Standard Chartered Bank Kenya’s Q1 2025 profit plunges 13.5% to KSh 4.86 billion, the first contraction in years, hammered by a 22% FX income erosion from a strengthening Kenyan shilling and revenue pressures amid high interest rates that curbed lending growth to 8.2% YoY, per the May 25 report that underscores asset quality stability with loan loss provisions down to KSh 0.41 billion from KSh 0.79 billion. The tier-one lender’s net interest income dipped 9.1% to KSh 7.2 billion on 18% deposit growth outpacing loans, while non-funded income—hit by 15% trade finance slowdown—contributed just 28% of revenue, per the unaudited results projecting at least 25% full-year profit fall from 2024’s KSh 20 billion due to a Sh7 billion pension dispute payout.

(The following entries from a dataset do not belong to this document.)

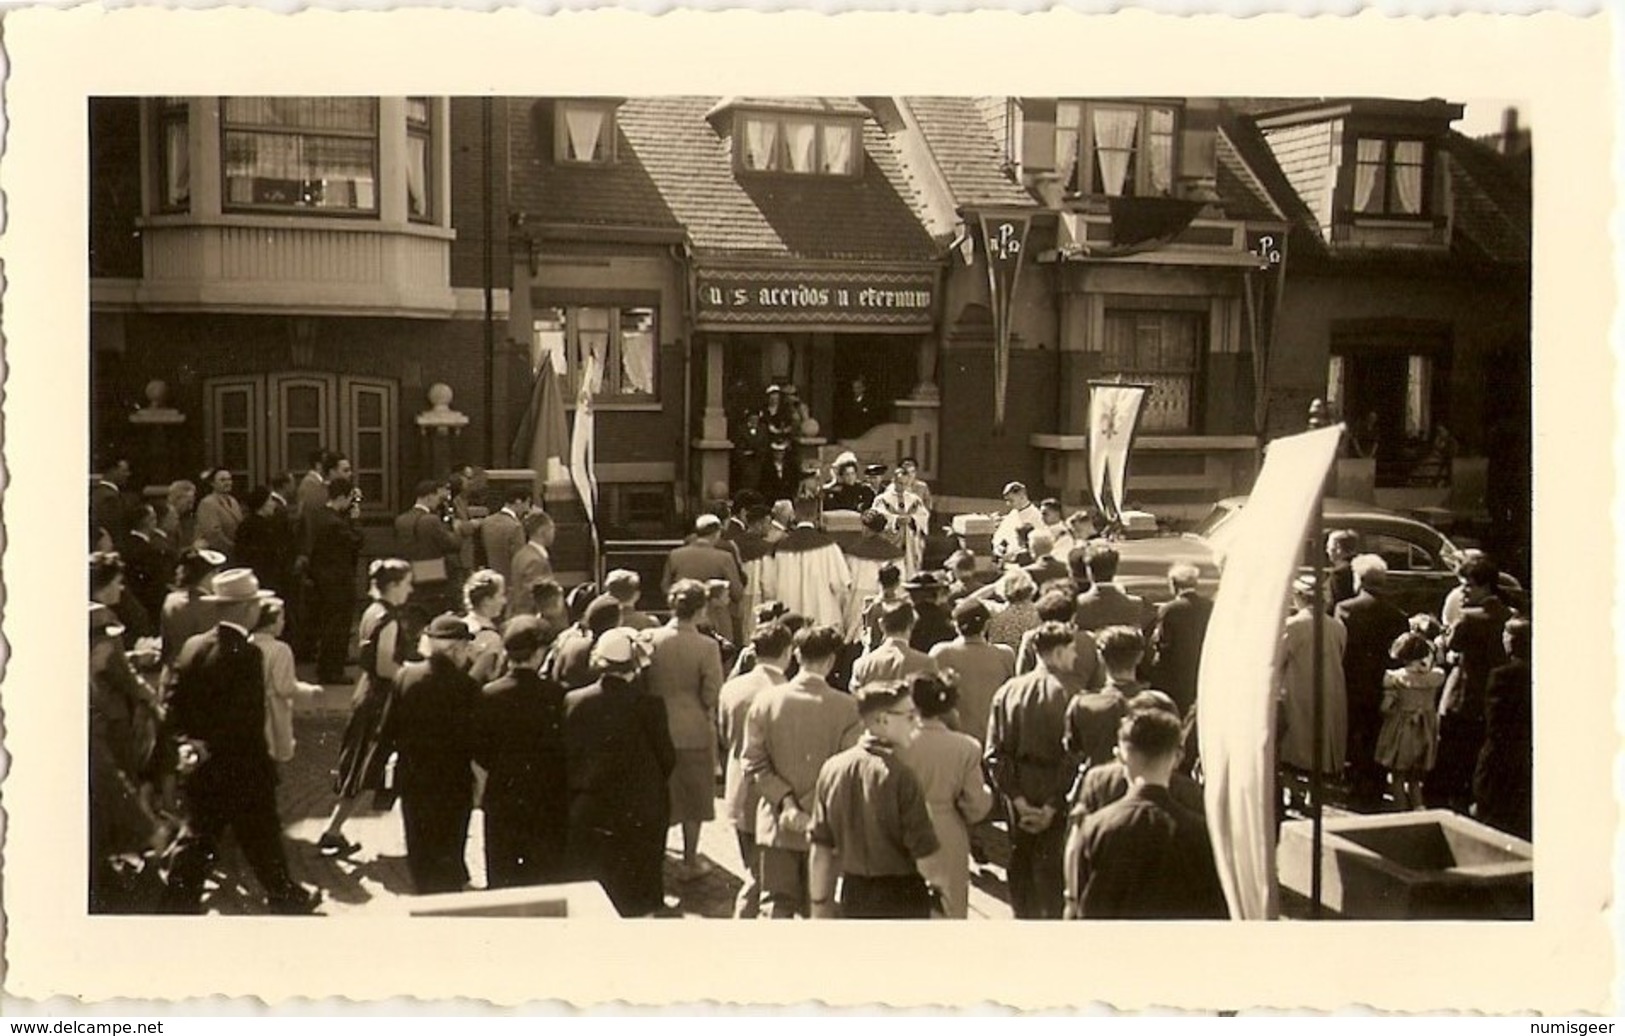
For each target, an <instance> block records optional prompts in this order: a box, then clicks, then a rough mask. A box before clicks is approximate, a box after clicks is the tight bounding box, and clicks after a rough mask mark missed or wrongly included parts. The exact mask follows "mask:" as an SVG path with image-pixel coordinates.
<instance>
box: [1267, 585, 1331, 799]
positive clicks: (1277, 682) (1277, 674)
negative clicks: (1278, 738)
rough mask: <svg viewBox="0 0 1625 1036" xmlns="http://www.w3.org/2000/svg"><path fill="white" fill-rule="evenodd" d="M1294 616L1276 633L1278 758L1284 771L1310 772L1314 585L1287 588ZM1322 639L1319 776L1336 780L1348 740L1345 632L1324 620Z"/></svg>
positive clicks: (1313, 696)
mask: <svg viewBox="0 0 1625 1036" xmlns="http://www.w3.org/2000/svg"><path fill="white" fill-rule="evenodd" d="M1292 604H1293V612H1292V615H1290V617H1289V619H1287V625H1285V630H1282V633H1280V641H1282V648H1280V654H1279V659H1280V661H1279V663H1276V700H1277V703H1279V708H1280V718H1279V721H1277V727H1279V729H1280V739H1279V747H1277V753H1276V755H1277V758H1279V760H1280V765H1282V766H1284V768H1285V770H1289V771H1298V773H1306V771H1308V770H1313V768H1315V612H1313V606H1315V581H1313V580H1310V578H1308V576H1300V578H1298V580H1297V581H1295V583H1293V585H1292ZM1324 622H1326V625H1324V630H1323V633H1321V640H1323V643H1324V648H1323V650H1324V656H1326V666H1324V674H1326V676H1324V693H1326V697H1324V700H1323V713H1321V729H1323V731H1324V737H1323V740H1321V773H1328V775H1332V776H1337V775H1341V773H1342V762H1344V755H1345V750H1347V739H1349V695H1347V689H1345V687H1344V679H1342V648H1344V645H1345V643H1347V640H1349V632H1347V630H1345V628H1344V625H1342V620H1339V619H1337V617H1334V615H1326V619H1324Z"/></svg>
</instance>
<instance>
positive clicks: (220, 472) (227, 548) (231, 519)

The loss’s lineage: Employee costs surged 12% on wage hikes, operational expenses up 6.5% to KSh 1.05 billion amid inflation at 5.1%, yet NPL ratio improved to 4.2% from 5.1%, reflecting prudent provisioning. CEO Doris Owaka’s November 4 AGM vowed “sustainable credit growth” post-interest cap repeal, with $1.15 billion UNICEF/Red Cross COVID relief and Phase II Women in Tech Incubator bolstering CSR amid 70% “wealth expectancy” shortfall for Kenyans. Shares closed at 306.00, 11.94% below 52-week high of 347.50 (FT November 12).
This loss unveils not quarter’s quagmire, but fortitude’s durable dance—veiled veils of KSh 4.86B from shilling’s strength, where strategy’s artistry yields reinvention’s radius in banking’s majestic march.